In fact, as Spadaro and Figueroa explain, the theological current of the “prosperity gospel” is the fruit of a “reductionist hermeneutic,” which diminishes the role of God the Father to a sort of “cosmic delivery man” and makes him a “prisoner” of His own word.
In addition, the authors emphasize, there is “a total lack of empathy and solidarity” on the part of the faithful of these churches towards those who suffer, are sick, or are in difficulty. “There’s no compassion for people who aren’t prosperous,” they observe, “because they clearly haven’t followed the ‘rules,’ and consequently they live in failure, and therefore, aren’t loved by God.”
The true Gospel is a real influence for change
“Definitively, in this case we are speaking of a god conceived in the image and likeness of people and their reality, not according to the Biblical model,” continue Spadaro and Figueroa. “This ‘gospel,’ which puts the emphasis on faith as a ‘merit’ for ascending the social ladder, ends up being unjust and radically anti-evangelical” and even has “a perverse effect on the poor,” they warn.
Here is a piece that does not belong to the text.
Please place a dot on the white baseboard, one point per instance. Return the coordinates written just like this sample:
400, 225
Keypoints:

“Not only does it take exacerbate individualism and destroy a sense of solidarity; it encourages people to have an attitude founded on the miraculous, according to which only faith can obtain prosperity, and not social and political efforts,” the authors write, warning of the risk that poor people, entranced by the fascination of this pseudo-gospel, could end up “trapped in a socio-political void where they easily allow other forces to shape their world, making them powerless and defenseless.”
Pope Francis has warned repeatedly against the dangers of the “temptation of prosperity,” the authors mention at the end of their article, as when he met with the bishops of South Korea in August 2014, when he warned the Church leaders of the risk of a “rich Church for the rich, or a middle-class Church for the well-to-do.” Indeed, what kind of Gospel is it if there’s no room for the poor and the sick?